Hamburg . Der Klaus-Michael Kühne-Preis geht in diesem Jahr an den Schriftsteller Per Leo. Der Wahl-Berliner erhält die mit 10.000 Euro dotierte Auszeichnung für seinen autobiografischen Roman „Flut und Boden“, der anhand einer Bremer Familie exemplarisch vom Nationalsozialismus und der Geschichte des 20. Jahrhunderts erzählt. In „Flut und Boden“ geht es um einen Mann, der die Geschichte seiner Sippe zusammenträgt – und dabei auf die Verstrickung des Großvaters in das nationalsozialistische Verhängnis stößt. Der Großvater war Leiter eines NS-Rasse-Amtes und nach dem Krieg eine unnahbare Person. Von ihm wird hier genauso erzählt, wie von dem in einer persönlichen Krise befindlichen Enkel: Indem dieser die alten Geschichten der Familie zusammenfügt, bewältigt er die Krise.

„Per Leo verzichtet auf die typischen Handlungsstränge eines Romans, der die NS-Zeit thematisiert, und doch verdrängt oder verschweigt er nichts. So wird das oft Gesagte ganz neu erzählt“, heißt es in der Begründung der Jury, die aus den Literaturkritikern Ulrike Sarkany (NDR), Sebastian Hammelehle („Spiegel Online“), Andrea Ritter („Stern“), Oskar Piegsa („Zeit Campus“) und Thomas Andre (Hamburger Abendblatt) bestand. In vier Debütantensalons, die im Rahmen des Harbour Front Festivals stattfanden, entschieden die Juroren über die Vergabe des Preises, der bislang unter anderem an die Autoren Albrecht Selge und Olga Grjasnowa ging.

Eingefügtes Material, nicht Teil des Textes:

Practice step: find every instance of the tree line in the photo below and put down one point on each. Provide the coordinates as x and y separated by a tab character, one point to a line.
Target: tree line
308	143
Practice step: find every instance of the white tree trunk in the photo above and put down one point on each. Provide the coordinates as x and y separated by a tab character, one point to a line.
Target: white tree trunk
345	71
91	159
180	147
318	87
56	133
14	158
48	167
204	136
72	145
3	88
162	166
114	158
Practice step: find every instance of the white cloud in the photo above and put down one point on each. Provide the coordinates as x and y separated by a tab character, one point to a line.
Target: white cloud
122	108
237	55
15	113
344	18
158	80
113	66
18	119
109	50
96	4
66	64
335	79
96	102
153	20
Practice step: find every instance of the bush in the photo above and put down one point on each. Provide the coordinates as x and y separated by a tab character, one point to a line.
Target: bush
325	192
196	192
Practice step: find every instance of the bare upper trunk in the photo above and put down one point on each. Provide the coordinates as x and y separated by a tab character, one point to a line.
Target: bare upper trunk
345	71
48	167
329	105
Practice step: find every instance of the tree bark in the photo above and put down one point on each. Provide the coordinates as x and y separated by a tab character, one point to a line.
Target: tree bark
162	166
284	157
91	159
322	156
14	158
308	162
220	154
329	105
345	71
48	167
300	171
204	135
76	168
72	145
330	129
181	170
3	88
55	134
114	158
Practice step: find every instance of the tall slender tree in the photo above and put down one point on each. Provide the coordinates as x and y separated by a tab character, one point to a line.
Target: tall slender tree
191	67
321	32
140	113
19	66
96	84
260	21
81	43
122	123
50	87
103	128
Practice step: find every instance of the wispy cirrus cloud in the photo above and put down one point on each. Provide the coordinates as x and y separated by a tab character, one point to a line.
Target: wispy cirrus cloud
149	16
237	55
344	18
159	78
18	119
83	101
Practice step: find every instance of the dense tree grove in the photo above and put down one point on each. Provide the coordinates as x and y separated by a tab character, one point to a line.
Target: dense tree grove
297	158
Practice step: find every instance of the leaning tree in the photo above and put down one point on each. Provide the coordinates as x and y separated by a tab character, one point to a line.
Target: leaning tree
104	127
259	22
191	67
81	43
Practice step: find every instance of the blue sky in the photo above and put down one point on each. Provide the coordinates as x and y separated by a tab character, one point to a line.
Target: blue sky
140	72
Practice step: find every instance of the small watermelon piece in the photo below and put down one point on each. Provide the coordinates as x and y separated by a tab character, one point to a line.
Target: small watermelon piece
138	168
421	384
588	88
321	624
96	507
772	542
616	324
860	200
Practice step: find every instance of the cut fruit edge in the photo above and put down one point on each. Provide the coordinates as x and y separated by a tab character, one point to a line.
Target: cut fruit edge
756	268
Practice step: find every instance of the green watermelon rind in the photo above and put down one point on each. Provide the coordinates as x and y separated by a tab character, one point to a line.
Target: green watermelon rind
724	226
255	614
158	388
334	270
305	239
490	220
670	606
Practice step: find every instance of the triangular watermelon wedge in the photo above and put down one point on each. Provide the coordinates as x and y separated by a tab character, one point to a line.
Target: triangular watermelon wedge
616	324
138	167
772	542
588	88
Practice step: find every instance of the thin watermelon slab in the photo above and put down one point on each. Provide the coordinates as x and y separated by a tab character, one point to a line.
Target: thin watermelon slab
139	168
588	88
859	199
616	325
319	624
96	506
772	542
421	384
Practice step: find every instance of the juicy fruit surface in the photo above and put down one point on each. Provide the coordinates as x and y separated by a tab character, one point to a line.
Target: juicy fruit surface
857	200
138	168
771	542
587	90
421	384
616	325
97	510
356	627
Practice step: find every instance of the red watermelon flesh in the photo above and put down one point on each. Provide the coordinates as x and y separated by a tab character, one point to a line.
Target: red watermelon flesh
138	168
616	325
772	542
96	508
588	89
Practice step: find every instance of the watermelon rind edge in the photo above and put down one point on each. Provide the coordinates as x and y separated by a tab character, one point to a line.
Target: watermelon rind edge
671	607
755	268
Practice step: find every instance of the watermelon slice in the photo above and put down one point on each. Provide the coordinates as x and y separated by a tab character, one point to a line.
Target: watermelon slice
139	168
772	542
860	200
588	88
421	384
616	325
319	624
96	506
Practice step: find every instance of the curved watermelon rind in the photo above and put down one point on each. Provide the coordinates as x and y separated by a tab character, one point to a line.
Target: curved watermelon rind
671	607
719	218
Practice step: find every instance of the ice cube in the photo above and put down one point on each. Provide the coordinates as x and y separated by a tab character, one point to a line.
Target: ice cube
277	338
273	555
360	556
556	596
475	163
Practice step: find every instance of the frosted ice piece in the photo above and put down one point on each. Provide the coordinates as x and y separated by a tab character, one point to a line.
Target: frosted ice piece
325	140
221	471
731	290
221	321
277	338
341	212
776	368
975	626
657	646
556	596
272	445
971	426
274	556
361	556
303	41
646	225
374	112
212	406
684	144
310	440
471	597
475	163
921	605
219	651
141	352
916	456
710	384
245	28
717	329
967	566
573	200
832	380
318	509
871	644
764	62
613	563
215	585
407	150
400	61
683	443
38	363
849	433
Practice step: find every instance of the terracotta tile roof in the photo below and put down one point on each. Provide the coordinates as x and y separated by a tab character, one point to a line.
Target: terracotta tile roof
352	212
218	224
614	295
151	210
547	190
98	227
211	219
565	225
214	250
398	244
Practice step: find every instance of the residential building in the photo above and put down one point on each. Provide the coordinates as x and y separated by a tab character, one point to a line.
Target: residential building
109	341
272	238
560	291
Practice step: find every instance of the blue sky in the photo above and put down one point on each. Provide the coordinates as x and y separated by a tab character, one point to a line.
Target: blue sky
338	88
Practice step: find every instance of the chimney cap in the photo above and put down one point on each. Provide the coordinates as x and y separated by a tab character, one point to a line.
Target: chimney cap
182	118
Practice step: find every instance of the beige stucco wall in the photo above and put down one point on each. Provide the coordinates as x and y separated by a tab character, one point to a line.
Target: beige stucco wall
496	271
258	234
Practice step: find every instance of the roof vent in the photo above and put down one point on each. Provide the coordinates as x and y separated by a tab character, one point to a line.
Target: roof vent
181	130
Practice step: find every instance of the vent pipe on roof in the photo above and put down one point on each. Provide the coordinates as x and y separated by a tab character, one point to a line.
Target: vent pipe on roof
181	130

„Virtuos und mit gelegentlich aufblitzendem trockenem Humor“ variiere Per Leo Themen, Figuren und sogar ideengeschichtliche Exkurse, heißt es in der Begründung, und weiter: „So gelingt ihm eine freie, zeitgemäße Improvisation über ein klassisches Thema, das von der Liebe zu Werder Bremen ebenso erzählt wie von der Begeisterung für die Rockband Nirvana“. Mit „Flut und Boden“ war Leo für den Preis der Leipziger Buchmesse nominiert. Der Kühne-Preis ist seine erste literarische Auszeichnung.